- Belfer Center for Science and International Affairs, Harvard Kennedy School Belfer Center Newsletter

The Great Negotiator: Ambassador Tommy Koh

Summer 2014

Ambassador Tommy Koh, recipient of the 2014 Great Negotiator Award, discussed “Multiparty Deals: The Law of the Sea, the Rio Earth Summit, and the Future of Large Conference Negotiations” during an event in April honoring him for his many successful efforts in large-scale diplomacy.

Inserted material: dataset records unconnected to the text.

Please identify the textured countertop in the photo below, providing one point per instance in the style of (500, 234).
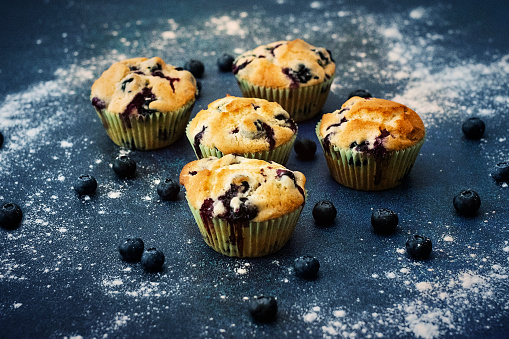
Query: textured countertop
(60, 272)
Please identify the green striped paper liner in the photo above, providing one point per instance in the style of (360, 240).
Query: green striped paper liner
(148, 132)
(257, 238)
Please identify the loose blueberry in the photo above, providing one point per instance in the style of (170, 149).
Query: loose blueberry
(152, 260)
(196, 67)
(360, 93)
(198, 88)
(85, 185)
(384, 221)
(10, 216)
(467, 202)
(305, 148)
(419, 247)
(168, 189)
(225, 62)
(263, 309)
(131, 249)
(324, 212)
(473, 128)
(306, 267)
(501, 172)
(124, 166)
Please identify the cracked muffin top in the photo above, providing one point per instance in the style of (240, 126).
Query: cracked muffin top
(239, 189)
(142, 86)
(242, 125)
(372, 125)
(285, 64)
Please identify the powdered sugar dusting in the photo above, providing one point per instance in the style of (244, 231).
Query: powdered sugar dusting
(65, 239)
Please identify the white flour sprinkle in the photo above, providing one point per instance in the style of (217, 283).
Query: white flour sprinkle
(438, 299)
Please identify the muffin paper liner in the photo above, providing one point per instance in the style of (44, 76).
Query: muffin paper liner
(247, 239)
(279, 154)
(148, 132)
(363, 171)
(301, 103)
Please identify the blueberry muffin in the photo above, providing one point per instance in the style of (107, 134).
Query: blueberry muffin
(243, 207)
(371, 144)
(293, 73)
(144, 104)
(251, 127)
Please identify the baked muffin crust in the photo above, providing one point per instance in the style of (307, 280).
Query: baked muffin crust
(241, 189)
(242, 125)
(142, 86)
(285, 64)
(371, 125)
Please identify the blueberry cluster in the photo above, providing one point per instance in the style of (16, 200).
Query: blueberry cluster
(133, 250)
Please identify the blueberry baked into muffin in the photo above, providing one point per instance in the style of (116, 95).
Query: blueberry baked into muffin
(371, 144)
(243, 207)
(144, 104)
(251, 127)
(293, 73)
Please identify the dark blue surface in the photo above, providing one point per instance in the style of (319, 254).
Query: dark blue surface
(60, 272)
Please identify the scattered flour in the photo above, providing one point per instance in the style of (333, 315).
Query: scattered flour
(438, 300)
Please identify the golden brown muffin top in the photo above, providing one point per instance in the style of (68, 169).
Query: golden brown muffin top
(285, 64)
(235, 188)
(371, 124)
(242, 125)
(142, 86)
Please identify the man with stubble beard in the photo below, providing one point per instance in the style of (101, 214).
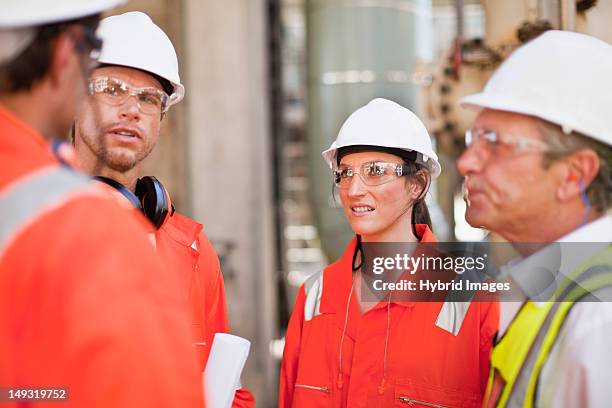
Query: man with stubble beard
(130, 94)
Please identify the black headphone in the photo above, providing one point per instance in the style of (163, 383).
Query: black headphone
(150, 197)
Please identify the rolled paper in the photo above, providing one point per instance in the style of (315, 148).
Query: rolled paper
(226, 361)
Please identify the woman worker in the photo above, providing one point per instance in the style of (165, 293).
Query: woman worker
(342, 351)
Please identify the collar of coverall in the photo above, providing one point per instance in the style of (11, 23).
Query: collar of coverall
(338, 279)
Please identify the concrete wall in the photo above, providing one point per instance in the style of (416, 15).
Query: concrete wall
(229, 155)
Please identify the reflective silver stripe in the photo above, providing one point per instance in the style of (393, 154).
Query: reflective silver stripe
(29, 196)
(451, 316)
(519, 391)
(314, 289)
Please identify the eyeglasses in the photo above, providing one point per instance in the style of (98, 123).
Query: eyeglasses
(115, 92)
(494, 142)
(371, 173)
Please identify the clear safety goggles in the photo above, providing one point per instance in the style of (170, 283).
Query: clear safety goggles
(371, 173)
(495, 142)
(115, 92)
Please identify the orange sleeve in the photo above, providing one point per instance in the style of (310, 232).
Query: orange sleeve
(97, 314)
(216, 308)
(291, 353)
(488, 329)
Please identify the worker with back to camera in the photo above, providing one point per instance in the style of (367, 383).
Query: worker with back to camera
(538, 169)
(130, 93)
(86, 317)
(342, 351)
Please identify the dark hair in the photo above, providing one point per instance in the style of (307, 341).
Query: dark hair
(417, 173)
(32, 64)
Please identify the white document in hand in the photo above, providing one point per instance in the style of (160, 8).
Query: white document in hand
(222, 374)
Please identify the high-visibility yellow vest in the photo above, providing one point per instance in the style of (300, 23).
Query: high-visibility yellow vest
(518, 357)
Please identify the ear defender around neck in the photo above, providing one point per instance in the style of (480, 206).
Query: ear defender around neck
(150, 197)
(155, 200)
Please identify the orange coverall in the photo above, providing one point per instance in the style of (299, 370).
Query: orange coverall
(426, 366)
(184, 247)
(83, 302)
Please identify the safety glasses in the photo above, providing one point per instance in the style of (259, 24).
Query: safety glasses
(371, 173)
(115, 92)
(495, 142)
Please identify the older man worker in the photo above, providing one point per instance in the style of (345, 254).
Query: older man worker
(538, 169)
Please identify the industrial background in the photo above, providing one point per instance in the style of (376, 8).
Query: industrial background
(269, 83)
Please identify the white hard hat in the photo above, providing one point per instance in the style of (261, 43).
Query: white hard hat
(133, 40)
(384, 123)
(561, 77)
(19, 18)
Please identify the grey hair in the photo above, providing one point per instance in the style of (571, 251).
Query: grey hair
(599, 191)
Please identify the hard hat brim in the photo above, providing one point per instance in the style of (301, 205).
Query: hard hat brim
(55, 13)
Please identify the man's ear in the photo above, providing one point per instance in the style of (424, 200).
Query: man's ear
(578, 171)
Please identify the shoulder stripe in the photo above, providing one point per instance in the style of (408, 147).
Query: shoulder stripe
(24, 200)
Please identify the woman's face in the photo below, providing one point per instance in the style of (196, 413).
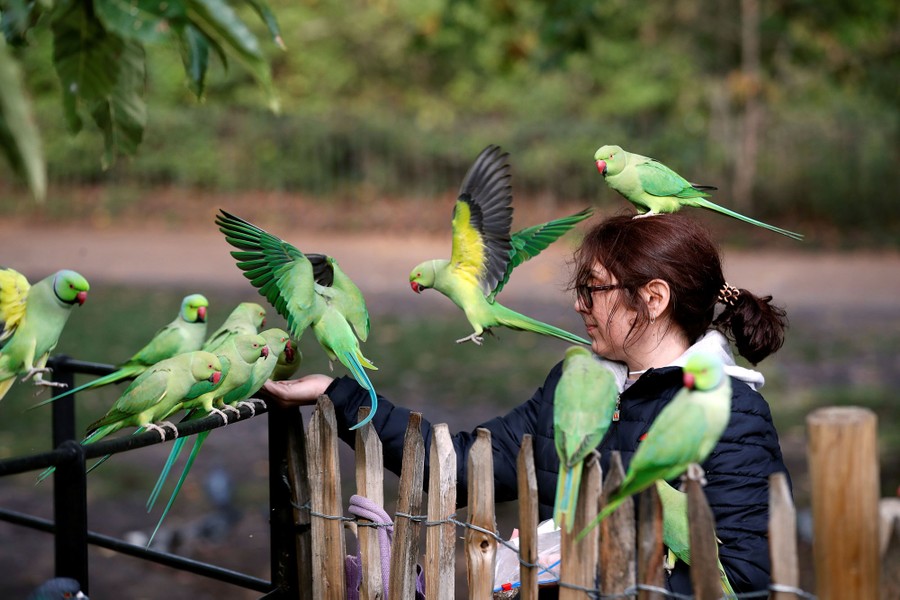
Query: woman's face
(609, 320)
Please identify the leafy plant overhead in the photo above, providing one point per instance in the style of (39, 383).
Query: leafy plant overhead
(99, 58)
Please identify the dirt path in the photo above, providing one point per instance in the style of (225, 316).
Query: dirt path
(380, 265)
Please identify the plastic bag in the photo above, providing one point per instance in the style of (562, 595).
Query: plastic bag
(506, 569)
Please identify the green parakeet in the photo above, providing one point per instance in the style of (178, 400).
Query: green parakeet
(32, 318)
(184, 334)
(308, 291)
(484, 253)
(683, 434)
(156, 394)
(583, 407)
(676, 531)
(655, 188)
(247, 317)
(278, 343)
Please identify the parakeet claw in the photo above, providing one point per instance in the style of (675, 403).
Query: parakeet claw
(161, 429)
(695, 473)
(39, 372)
(475, 338)
(220, 413)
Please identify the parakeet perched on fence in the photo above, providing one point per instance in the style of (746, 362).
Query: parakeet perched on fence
(683, 434)
(184, 334)
(308, 290)
(654, 188)
(484, 253)
(32, 318)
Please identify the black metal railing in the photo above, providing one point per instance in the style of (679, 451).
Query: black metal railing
(70, 523)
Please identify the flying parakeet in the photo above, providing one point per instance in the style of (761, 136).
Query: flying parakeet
(484, 253)
(583, 407)
(31, 321)
(308, 291)
(677, 534)
(247, 317)
(185, 334)
(156, 394)
(277, 343)
(683, 434)
(655, 188)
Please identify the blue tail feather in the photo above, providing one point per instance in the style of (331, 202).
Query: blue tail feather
(359, 374)
(201, 437)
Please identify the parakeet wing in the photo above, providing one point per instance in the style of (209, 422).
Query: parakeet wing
(531, 241)
(345, 296)
(280, 271)
(659, 180)
(13, 294)
(482, 218)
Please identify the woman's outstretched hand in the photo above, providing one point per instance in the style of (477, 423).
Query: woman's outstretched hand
(298, 392)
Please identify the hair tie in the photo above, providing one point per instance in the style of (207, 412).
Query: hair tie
(728, 294)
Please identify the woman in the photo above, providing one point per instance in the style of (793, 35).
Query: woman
(651, 291)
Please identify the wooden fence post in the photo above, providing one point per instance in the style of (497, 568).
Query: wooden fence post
(370, 484)
(705, 578)
(650, 545)
(440, 540)
(481, 547)
(580, 559)
(329, 581)
(405, 547)
(528, 521)
(783, 536)
(843, 467)
(618, 541)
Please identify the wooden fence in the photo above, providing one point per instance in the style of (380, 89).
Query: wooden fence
(613, 561)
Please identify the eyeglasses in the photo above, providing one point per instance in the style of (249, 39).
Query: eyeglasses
(585, 293)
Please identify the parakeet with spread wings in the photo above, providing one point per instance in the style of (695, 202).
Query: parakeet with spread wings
(484, 253)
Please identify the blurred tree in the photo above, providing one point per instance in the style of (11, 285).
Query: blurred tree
(99, 57)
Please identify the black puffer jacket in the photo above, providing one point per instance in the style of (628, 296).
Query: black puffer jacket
(737, 471)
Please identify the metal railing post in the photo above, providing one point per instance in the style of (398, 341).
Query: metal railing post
(283, 544)
(69, 486)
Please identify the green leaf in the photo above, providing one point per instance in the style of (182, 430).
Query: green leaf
(218, 21)
(268, 17)
(85, 57)
(19, 136)
(122, 116)
(147, 21)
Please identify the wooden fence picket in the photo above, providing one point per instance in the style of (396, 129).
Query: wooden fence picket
(783, 536)
(650, 545)
(705, 578)
(370, 484)
(440, 540)
(528, 521)
(329, 581)
(481, 546)
(405, 547)
(580, 560)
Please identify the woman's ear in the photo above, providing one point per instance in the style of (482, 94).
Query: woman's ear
(657, 295)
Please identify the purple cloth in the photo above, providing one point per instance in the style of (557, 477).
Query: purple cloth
(361, 506)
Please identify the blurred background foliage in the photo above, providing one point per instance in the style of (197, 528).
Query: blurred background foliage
(790, 107)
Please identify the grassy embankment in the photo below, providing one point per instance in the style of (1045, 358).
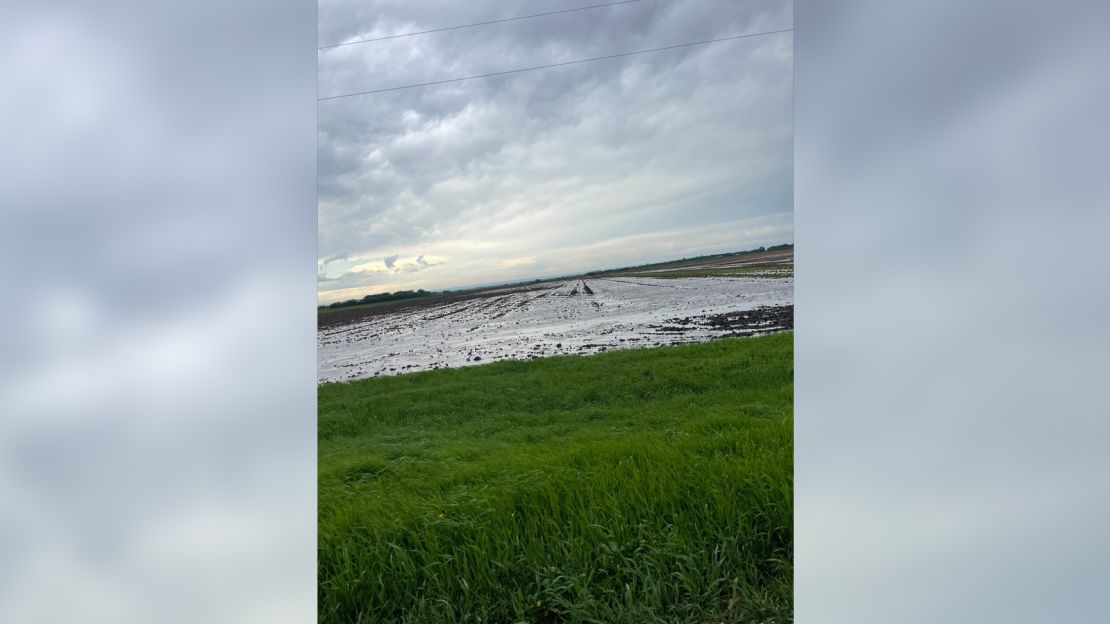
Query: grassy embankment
(643, 485)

Koh, of Singapore, is the eleventh recipient of the Award, awarded jointly in 2014 by Harvard’s Program on Negotiation (PON) and the Belfer Center’s Future of Diplomacy Project at Harvard Kennedy School.

Nicholas Burns, director of the Future of Diplomacy Project, took part in the discussion with Koh along with James Sebenius, professor at Harvard Business School and member of the PON executive committee, and Susan Hackley, managing director of the PON based at Harvard Law School.

The award honors Koh for his work as the chief negotiator for the U.S.-Singapore Free Trade Agreement, the Third UN Conference on the Law of the Sea, the UN Rio Earth Summit, and other large-scale negotiations.

In a joint statement announcing the award, Sebenius and Burns said: “In honoring Ambassador Koh, we have the unique opportunity to learn from one of the world’s leaders in the practice of large-scale, multiparty conference diplomacy—a complex form of negotiation that will be increasingly needed to forge effective collective responses to a range of global problems.”

Of his success in complex multi-party conference negotiations, Koh said, “The chairman of the conference is both a choreographer and the conductor of an orchestra. You are a choreographer because you have to design a conference structure and then you must marshal the complexity of issues, and determine—like a conductor—who can lead various structures within.”